I would have gone out and talked to more people earlier. The quicker and more thoroughly you validate your idea the better.
Also, don’t wait for people who are slowing you down - in my experience, they are always going to drag you back. You might think you need them at the time but you can always find another way to get things done. For us, some buyers were not moving as fast as we wanted to. This slowed us up for a while, till we found other partners who were willing to move more quickly.
Our next milestone is launching the new version of ProperOrder at the end of this month. This time next year we hope to have gained significant traction in the Irish market and be well on the way to entering international markets.
We are looking at the UK market if it takes off, and the US too.
We are bootstrapping first, to prove the business model. Money would help but we don’t want to deal with the compromises that come with this before we are ready to do so.
It was an interesting experience, worthwhile, but we’re not looking for money at the moment. It’s a good thing to go to, lots of great things going on and you really get a sense of what a buzz there is around the start-up community.
Just go for it. Today. Get out there and make something! It’s incredibly satisfying and taking the rough with the smooth gets a lot easier as you go on.
Several of us came out of Digital Skills and we’re on New Frontiers Phase 2 too now which is brilliant, with a great standard of mentoring. You get some funding and office space, but the mentoring is the main benefit. Digital Skills was great for developing your ideas. If you can try to get your own particular idea onto the final entrepreneurship project that you work on at the end, so you can validate it and build it.
Talking to people, making a list of contacts, finding out where people’s pain points are.

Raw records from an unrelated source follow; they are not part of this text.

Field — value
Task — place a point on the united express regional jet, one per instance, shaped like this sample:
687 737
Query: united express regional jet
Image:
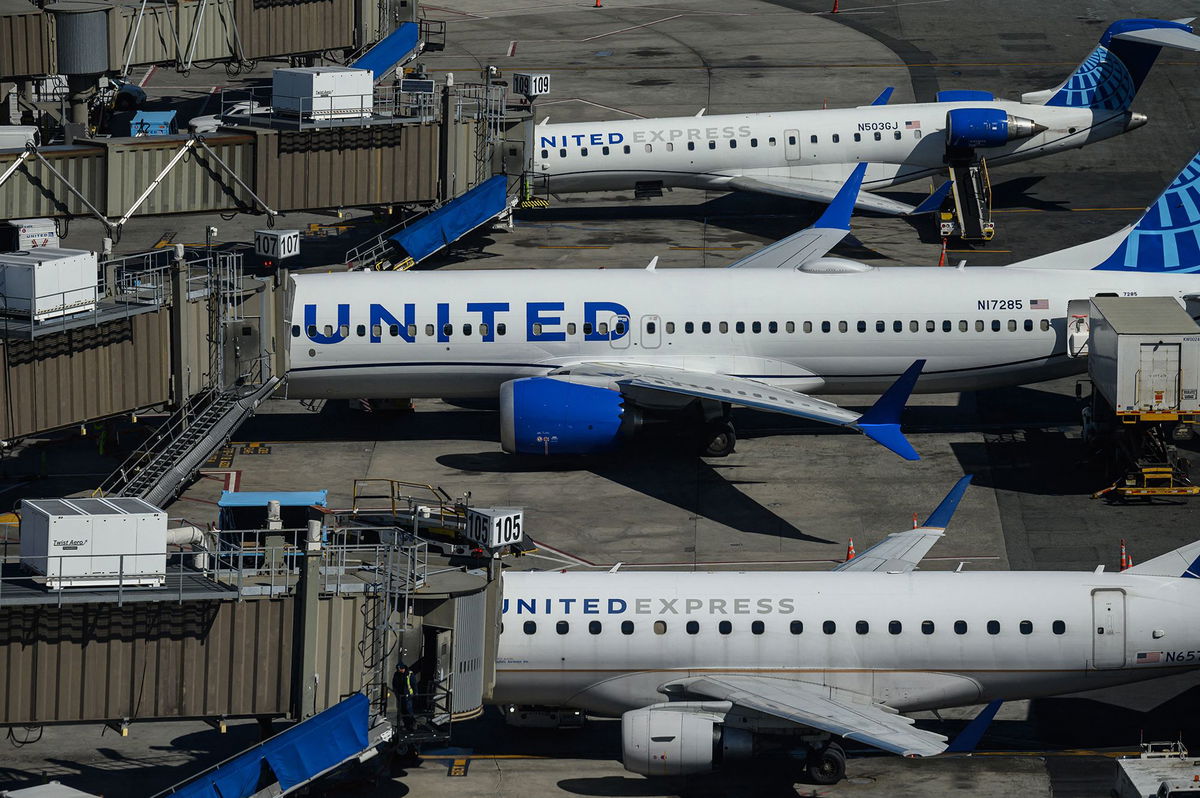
808 154
583 360
711 669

Get good at doing this, don’t go in with a sales pitch. Just aim to build a small group of loyal followers, advocates. Then worry about scalability once core users are happy. Have a list of testimonials, and keep working with your existing customers and try to expand the circle.
Don’t be too precious with your ideas. Share them. Collaborate. People won’t steal them. Plus, it’s all about the execution at the end of the day.
Talk to anybody and everybody - you never know who knows who or what until you start talking to them. You’ll be really surprised! It’s one of the ways you make serendipity happen.
It’s great to do something that makes a difference and gives you a sense of purpose. When things are tough, it’s that purpose that will keep you going.